Caitlyn Rees, award-winning head sommelier at Fred’s in Sydney, was one of Bennie’s mentees. She says the experience was invaluable to her career development—and she and Mike have developed an ongoing friendship.

“I call, text, email, Facebook and/or Instagram Mike whenever I need career advice and he helps me from wherever he is in the world at the time, for nothing in return,” she says. “I call him when I’m considering leaving a job, whenever I’m considering which new job to take, when I need staff, when I’m organising an event, or going travelling and want tips on which winemakers I should visit. Or when I need to know who is the best person to go through for a certain product. The list goes on.

“Not only are these relationships important for networking … but it’s about taking advantage of the fact that they’ve been around the traps longer than you and have learnt a thing or two along the way.”

What’s in it for members?

Given its members range from those starting out in the industry to veterans with decades of experience, accessibility and affordability is key, says Campbell. “Membership costs $10 a month and it’s free for apprentices and trainees.”

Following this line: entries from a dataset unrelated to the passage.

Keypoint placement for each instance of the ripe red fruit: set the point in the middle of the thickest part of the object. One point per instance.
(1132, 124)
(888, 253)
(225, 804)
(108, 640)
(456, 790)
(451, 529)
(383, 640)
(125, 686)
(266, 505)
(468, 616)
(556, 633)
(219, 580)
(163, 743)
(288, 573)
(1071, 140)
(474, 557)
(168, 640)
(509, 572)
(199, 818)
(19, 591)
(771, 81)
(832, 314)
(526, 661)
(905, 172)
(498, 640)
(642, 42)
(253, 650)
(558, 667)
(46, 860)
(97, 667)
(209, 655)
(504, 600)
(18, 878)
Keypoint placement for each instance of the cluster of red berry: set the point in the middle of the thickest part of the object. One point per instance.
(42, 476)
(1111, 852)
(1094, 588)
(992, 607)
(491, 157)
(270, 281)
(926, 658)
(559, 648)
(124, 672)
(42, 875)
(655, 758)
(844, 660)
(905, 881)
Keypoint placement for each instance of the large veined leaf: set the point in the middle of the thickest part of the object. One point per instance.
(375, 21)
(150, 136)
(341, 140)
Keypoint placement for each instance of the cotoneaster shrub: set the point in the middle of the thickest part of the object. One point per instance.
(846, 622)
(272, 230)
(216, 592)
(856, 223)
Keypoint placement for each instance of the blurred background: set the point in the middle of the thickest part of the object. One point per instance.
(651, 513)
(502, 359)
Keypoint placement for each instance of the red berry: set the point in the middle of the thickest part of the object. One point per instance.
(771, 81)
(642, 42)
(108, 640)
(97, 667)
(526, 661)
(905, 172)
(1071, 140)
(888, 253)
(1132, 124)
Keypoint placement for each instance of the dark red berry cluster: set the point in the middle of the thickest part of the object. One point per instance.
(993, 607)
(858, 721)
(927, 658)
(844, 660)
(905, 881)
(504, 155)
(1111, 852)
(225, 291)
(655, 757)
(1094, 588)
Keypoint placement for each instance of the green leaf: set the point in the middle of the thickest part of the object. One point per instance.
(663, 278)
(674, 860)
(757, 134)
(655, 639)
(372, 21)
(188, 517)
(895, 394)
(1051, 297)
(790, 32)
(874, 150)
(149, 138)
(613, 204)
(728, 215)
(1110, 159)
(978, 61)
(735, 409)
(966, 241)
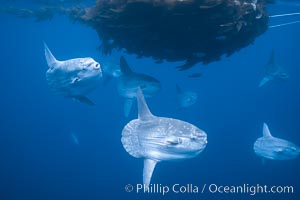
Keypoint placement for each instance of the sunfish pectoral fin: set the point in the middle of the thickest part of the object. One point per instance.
(264, 81)
(51, 60)
(263, 161)
(127, 107)
(84, 99)
(149, 166)
(272, 58)
(143, 110)
(266, 131)
(178, 89)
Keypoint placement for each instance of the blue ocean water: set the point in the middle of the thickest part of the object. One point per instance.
(38, 159)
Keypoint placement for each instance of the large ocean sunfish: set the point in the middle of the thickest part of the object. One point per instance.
(129, 81)
(275, 148)
(159, 139)
(74, 78)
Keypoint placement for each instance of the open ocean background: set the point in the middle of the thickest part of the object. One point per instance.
(39, 160)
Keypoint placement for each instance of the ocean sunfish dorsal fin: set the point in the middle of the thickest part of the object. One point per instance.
(272, 58)
(127, 106)
(125, 69)
(178, 89)
(143, 110)
(266, 131)
(51, 60)
(149, 166)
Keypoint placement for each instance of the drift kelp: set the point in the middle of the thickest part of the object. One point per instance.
(192, 31)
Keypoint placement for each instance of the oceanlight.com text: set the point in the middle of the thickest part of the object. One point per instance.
(208, 188)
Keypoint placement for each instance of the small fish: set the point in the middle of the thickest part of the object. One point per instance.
(73, 78)
(195, 75)
(129, 82)
(186, 98)
(157, 139)
(275, 148)
(273, 72)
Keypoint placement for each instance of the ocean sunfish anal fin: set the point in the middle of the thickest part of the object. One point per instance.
(149, 166)
(85, 100)
(143, 110)
(266, 131)
(127, 107)
(125, 69)
(51, 60)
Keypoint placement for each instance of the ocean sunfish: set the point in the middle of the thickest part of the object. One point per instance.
(73, 78)
(274, 148)
(129, 81)
(185, 98)
(160, 139)
(273, 72)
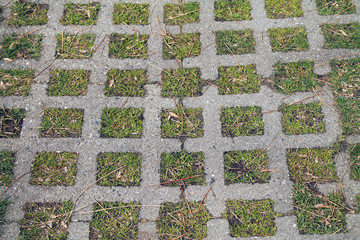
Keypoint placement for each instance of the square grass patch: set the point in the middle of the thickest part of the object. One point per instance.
(182, 122)
(25, 13)
(232, 10)
(74, 46)
(20, 46)
(16, 82)
(230, 42)
(311, 165)
(355, 161)
(54, 169)
(128, 83)
(182, 221)
(341, 35)
(115, 220)
(131, 14)
(7, 162)
(11, 121)
(238, 80)
(335, 7)
(246, 167)
(241, 121)
(317, 214)
(251, 218)
(68, 82)
(182, 168)
(302, 118)
(182, 82)
(121, 123)
(180, 46)
(288, 39)
(295, 77)
(59, 123)
(128, 46)
(119, 169)
(46, 220)
(80, 14)
(283, 8)
(344, 80)
(181, 13)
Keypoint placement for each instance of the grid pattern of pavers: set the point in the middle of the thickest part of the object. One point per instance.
(151, 144)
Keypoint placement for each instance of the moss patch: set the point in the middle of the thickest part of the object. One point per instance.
(125, 169)
(232, 10)
(302, 118)
(341, 35)
(59, 123)
(125, 83)
(251, 218)
(241, 121)
(238, 80)
(80, 14)
(115, 220)
(128, 46)
(312, 165)
(235, 42)
(246, 167)
(15, 82)
(182, 82)
(7, 162)
(11, 121)
(20, 46)
(283, 8)
(181, 165)
(54, 168)
(182, 220)
(317, 214)
(288, 39)
(182, 122)
(25, 13)
(295, 77)
(181, 13)
(131, 14)
(68, 82)
(121, 123)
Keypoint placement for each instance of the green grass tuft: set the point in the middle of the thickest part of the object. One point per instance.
(235, 42)
(46, 220)
(241, 121)
(232, 10)
(302, 118)
(20, 46)
(115, 220)
(60, 123)
(246, 167)
(288, 39)
(182, 82)
(125, 169)
(11, 121)
(54, 169)
(238, 80)
(182, 221)
(180, 165)
(129, 83)
(68, 82)
(15, 82)
(251, 218)
(181, 13)
(131, 14)
(80, 14)
(75, 46)
(128, 46)
(121, 123)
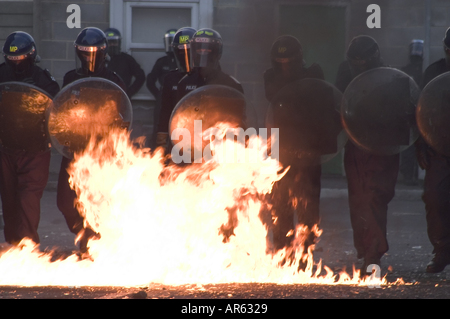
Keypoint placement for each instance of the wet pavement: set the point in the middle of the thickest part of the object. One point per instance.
(408, 255)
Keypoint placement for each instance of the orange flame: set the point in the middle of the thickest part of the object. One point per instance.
(166, 225)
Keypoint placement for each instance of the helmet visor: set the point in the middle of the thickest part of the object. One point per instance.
(182, 55)
(89, 59)
(204, 54)
(113, 46)
(20, 63)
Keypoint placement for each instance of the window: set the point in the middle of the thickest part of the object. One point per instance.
(144, 23)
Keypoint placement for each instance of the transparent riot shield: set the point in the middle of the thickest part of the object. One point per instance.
(378, 111)
(209, 107)
(306, 112)
(22, 117)
(87, 108)
(433, 114)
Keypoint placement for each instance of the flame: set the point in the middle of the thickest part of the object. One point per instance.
(171, 225)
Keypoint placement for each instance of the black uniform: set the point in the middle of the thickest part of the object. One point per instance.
(299, 190)
(127, 68)
(194, 80)
(437, 182)
(408, 161)
(169, 98)
(160, 69)
(66, 197)
(24, 175)
(371, 186)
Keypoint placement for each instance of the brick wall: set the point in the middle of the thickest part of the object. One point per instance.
(56, 39)
(248, 28)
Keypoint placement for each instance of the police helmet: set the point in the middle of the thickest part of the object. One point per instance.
(20, 52)
(91, 48)
(114, 39)
(416, 48)
(168, 38)
(182, 48)
(446, 41)
(206, 49)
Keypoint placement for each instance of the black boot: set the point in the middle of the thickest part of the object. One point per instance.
(438, 263)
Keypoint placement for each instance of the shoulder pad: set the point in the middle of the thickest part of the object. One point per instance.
(47, 73)
(233, 78)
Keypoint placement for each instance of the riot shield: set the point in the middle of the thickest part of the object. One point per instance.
(433, 114)
(306, 112)
(22, 117)
(87, 108)
(378, 111)
(210, 106)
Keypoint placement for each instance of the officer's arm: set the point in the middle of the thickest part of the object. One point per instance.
(50, 86)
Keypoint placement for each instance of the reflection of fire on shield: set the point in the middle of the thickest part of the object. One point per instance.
(307, 115)
(85, 109)
(216, 106)
(378, 111)
(433, 114)
(22, 117)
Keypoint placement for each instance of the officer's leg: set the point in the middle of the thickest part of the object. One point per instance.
(382, 190)
(283, 212)
(437, 203)
(32, 178)
(8, 186)
(357, 197)
(66, 199)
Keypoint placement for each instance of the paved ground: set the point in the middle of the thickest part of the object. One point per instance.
(408, 255)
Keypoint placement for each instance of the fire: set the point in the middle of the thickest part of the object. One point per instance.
(170, 224)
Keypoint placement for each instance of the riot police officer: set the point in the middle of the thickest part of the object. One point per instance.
(206, 51)
(408, 162)
(123, 64)
(24, 174)
(181, 49)
(299, 189)
(437, 179)
(371, 178)
(160, 69)
(91, 49)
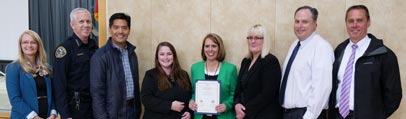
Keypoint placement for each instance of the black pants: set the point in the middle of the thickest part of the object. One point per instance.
(298, 113)
(338, 115)
(84, 112)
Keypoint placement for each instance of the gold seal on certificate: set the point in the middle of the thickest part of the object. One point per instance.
(207, 96)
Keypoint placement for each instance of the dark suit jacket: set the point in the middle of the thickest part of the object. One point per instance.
(158, 103)
(377, 87)
(22, 92)
(258, 88)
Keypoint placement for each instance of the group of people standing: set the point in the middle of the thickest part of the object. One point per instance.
(360, 79)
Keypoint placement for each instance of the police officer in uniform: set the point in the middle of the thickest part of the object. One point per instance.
(72, 69)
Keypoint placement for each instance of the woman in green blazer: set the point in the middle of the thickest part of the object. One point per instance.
(213, 67)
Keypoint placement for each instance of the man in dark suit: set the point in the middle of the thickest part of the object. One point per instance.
(114, 75)
(366, 78)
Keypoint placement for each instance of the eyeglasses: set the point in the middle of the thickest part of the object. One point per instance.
(254, 38)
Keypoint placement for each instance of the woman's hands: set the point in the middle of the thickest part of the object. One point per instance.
(177, 106)
(193, 105)
(239, 110)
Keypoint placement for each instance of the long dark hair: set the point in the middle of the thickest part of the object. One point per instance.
(181, 76)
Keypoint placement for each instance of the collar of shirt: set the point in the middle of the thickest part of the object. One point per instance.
(362, 46)
(89, 44)
(119, 48)
(306, 41)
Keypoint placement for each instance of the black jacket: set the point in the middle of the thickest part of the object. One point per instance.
(377, 87)
(107, 82)
(158, 103)
(71, 74)
(258, 88)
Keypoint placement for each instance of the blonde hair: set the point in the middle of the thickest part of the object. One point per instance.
(258, 29)
(40, 55)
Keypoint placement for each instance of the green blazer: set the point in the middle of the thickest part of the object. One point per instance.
(228, 78)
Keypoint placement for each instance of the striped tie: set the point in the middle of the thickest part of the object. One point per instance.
(344, 107)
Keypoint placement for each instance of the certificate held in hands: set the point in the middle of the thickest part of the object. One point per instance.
(207, 96)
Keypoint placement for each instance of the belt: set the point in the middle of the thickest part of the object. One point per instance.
(130, 102)
(291, 109)
(41, 97)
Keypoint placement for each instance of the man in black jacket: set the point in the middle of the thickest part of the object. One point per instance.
(114, 76)
(366, 78)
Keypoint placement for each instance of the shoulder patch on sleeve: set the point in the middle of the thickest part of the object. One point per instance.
(60, 52)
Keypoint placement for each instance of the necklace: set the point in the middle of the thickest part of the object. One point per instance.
(214, 73)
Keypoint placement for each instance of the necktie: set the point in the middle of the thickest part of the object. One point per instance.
(344, 107)
(285, 76)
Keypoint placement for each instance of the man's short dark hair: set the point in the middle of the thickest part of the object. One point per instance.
(314, 11)
(120, 16)
(363, 7)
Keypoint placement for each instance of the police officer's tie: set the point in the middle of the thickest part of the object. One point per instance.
(285, 76)
(344, 107)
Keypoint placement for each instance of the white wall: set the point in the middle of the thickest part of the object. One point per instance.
(14, 21)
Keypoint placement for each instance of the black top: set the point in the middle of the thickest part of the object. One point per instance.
(71, 73)
(258, 88)
(41, 86)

Anyone can join—male or female—and paid members get advance notice of events and member pricing, plus access to the site’s forums. These are split into ‘communities’ for sommeliers, chefs, front-of-house, or job-hunting so members can connect, plan meet-ups and ask questions on anything work-related.

“We’ve definitely built a culture of ‘no question is a stupid question’!” she says, laughing.

The events also create a welcoming environment for more established women in the industry to connect, too, whether they want to ask advice on restaurant policies or collaborate on everything from choosing wines to sausage making. “I’ve had awesome conversations with people I might not have before,” says Anna Pavoni, who co-owns The Ormeggio Group of restaurants. “Our events really give you the confidence to approach someone and say, ‘Hello! Just wanted to introduce myself, or ‘Actually, you talked about your reservations system and I had question about that’. It’s about providing the opportunity for people to reach out and not be embarrassed about it.”

Events have ranged from panel Q&As to cocktail parties, celebrations of women butchers to female brewers. There are also intimate dinners for industry types to hobnob and talk shop, says Pavoni, who held a dinner for 20 at Ormeggio recently. “We had a catering person, a PR person, a media person, a restaurant person, a chef, a waiter—literally 20 people doing 20 different jobs within hospitality. It was great in terms of broadening your network and getting ideas for your business.”

What’s next for WoHo? Going national, for starters, says Campbell. “We’ve had so much positive feedback and know for a lot of women involved it’s been career-changing. We’ve seen a lot of those supportive friendships grow, which makes us feel that we’re doing something right.”